One of the "Truth Tales" is about a young woman, a doctor, whose husband has been dead for two years. Society tells her to keep on living with her mother-in-law and keep on tending her husband's shrine. She would like to meet new men.

Another story is about a wet nurse, a profession that some Westerners might assume is no longer being practiced anywhere in the world.Each of the seven stories in this book is from a different region of India, each written in a different language. They are translated now, published by India's first women's publishing house.

All the tales are written by women. All give a fascinating glimpse into the heart of another culture.

Westerners may not completely understand the culture described in these tales. We can understand, though, why Indian women chafe under the restrictions of caste and arranged marriages.

Many of the stories reveal the formalities of Indian communication. Subterfuges and intricacies surround even the simplest conversations.

In "Tragedy in a Minor Key," Mrinal Pande describes an exchange in which a college woman appears to accept an invitation to go to the movie with her friends.

She writes, "I knew I would not go to the movie, and so did they. Why bother then with these futile exchanges?"
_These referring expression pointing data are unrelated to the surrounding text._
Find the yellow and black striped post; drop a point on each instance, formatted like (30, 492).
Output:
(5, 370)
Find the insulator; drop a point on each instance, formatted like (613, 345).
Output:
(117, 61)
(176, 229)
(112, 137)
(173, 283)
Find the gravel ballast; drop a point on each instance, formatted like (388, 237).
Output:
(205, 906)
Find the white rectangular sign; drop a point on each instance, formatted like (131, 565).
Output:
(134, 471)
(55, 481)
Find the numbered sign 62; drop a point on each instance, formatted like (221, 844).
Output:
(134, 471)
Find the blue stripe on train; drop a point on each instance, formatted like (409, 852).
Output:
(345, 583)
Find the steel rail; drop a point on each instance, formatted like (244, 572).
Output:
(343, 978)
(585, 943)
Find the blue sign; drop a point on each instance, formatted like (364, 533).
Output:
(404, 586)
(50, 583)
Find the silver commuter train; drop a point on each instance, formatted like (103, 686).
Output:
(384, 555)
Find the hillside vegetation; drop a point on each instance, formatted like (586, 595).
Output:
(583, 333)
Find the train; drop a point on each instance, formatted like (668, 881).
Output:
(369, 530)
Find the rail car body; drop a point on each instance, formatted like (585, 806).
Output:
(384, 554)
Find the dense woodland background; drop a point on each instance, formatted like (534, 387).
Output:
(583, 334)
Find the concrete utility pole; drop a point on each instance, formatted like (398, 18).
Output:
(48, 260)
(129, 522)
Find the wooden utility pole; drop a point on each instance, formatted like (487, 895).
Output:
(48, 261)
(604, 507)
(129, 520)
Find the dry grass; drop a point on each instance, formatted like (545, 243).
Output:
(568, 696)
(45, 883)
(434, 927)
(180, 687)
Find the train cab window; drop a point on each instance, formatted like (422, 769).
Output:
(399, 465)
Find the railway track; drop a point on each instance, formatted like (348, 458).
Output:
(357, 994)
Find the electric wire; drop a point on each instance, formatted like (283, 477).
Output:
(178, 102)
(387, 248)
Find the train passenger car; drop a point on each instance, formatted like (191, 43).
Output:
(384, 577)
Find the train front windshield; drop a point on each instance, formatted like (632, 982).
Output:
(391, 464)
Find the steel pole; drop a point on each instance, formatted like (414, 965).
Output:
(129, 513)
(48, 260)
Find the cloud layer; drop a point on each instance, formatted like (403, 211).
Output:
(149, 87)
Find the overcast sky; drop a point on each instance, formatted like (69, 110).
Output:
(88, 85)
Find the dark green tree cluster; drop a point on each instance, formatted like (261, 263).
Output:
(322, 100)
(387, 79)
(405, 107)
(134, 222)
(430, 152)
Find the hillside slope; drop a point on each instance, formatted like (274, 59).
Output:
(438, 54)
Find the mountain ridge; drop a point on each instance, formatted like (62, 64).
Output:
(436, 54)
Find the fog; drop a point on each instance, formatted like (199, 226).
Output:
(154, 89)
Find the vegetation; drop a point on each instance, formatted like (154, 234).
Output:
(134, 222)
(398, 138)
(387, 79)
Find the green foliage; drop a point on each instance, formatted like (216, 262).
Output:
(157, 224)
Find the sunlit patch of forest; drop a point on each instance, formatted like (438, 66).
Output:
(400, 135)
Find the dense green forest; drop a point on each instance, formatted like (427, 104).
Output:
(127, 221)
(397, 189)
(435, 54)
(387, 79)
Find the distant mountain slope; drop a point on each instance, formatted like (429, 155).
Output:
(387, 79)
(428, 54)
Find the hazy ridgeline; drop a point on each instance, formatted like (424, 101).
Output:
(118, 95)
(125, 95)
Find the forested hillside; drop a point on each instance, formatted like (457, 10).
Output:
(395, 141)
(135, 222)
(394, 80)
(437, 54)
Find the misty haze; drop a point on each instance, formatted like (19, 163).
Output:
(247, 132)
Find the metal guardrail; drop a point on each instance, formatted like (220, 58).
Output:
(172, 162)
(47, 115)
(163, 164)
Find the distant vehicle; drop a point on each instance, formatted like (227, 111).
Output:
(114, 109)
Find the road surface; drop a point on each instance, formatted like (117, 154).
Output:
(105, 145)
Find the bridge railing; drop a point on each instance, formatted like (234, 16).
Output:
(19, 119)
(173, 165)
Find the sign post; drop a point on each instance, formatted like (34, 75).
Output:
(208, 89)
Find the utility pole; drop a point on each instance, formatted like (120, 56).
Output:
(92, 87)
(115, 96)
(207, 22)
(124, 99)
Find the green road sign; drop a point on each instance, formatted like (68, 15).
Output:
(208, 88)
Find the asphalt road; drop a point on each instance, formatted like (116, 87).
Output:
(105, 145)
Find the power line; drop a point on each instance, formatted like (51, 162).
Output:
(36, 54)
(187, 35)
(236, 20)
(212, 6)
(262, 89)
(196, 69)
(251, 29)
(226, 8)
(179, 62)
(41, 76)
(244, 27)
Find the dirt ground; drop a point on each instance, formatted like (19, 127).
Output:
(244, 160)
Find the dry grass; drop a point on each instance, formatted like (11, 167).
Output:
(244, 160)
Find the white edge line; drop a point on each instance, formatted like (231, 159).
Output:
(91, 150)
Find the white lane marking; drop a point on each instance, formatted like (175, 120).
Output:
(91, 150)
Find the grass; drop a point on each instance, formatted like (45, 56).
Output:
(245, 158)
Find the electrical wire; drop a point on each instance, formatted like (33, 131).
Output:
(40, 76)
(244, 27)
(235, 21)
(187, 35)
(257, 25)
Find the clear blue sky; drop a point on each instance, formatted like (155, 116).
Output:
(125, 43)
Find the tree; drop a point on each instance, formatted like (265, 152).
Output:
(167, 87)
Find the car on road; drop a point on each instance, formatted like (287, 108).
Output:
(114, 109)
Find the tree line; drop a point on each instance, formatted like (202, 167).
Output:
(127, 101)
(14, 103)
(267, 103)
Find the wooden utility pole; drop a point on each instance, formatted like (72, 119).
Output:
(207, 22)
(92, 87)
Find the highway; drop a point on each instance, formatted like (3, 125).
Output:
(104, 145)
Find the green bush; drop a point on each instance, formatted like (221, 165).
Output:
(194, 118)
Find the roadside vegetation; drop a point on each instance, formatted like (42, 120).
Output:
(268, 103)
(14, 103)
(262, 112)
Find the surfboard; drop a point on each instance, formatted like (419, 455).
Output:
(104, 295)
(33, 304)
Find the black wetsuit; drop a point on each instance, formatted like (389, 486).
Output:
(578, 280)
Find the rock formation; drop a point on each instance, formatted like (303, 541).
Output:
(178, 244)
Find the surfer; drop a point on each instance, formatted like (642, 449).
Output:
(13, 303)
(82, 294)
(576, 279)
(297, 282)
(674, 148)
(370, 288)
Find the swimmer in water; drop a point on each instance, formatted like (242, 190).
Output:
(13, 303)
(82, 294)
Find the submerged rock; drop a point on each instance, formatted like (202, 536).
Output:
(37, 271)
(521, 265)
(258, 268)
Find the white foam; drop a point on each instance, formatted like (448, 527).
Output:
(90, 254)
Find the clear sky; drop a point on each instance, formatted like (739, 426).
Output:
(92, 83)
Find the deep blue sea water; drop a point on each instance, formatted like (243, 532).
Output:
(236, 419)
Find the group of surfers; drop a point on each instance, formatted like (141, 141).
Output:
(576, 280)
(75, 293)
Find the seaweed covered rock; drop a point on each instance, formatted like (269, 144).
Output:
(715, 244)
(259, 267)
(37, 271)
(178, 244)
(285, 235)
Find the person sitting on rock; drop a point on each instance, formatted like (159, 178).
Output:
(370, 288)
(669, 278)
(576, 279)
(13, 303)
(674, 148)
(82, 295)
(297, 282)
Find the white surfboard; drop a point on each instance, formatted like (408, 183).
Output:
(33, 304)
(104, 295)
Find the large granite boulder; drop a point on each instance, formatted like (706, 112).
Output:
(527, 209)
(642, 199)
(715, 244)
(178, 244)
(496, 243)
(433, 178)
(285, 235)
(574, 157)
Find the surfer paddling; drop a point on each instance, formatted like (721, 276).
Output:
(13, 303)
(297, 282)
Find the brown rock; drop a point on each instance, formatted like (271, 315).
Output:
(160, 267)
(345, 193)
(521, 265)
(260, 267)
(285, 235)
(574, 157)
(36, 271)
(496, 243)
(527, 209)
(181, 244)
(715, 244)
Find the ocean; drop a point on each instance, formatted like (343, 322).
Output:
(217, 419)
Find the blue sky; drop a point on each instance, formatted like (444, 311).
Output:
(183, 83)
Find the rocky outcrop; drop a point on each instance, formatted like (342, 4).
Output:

We feel frustrated just reading about the rigid rituals of Indian life. Yet there are other aspects of Indian life that are rich and appealing.

There are some beautifully crafted stories in this varied collection, though two are long and boring. Even those that miss being great literature offer insights into the culture.

"India is the world's largest democracy," writes Meena Alexander in the introduction to "Truth Tales." And, Alexander believes, Indians are the most politically active of Third World women.

Indian women fought against the dumping of dangerous drugs by Western pharmaceutical companies; fought for decent wages for women; fought against the revival of sati (the ritual immolation of widows). Alexander sees them as a powerful force in literature as well as politics.

She writes, "There is an ancient tradition of women's writing in India, at least two thousand years old. . . ."

"Truth Tales" shows us the many forms that truth can take for the modern Indian woman.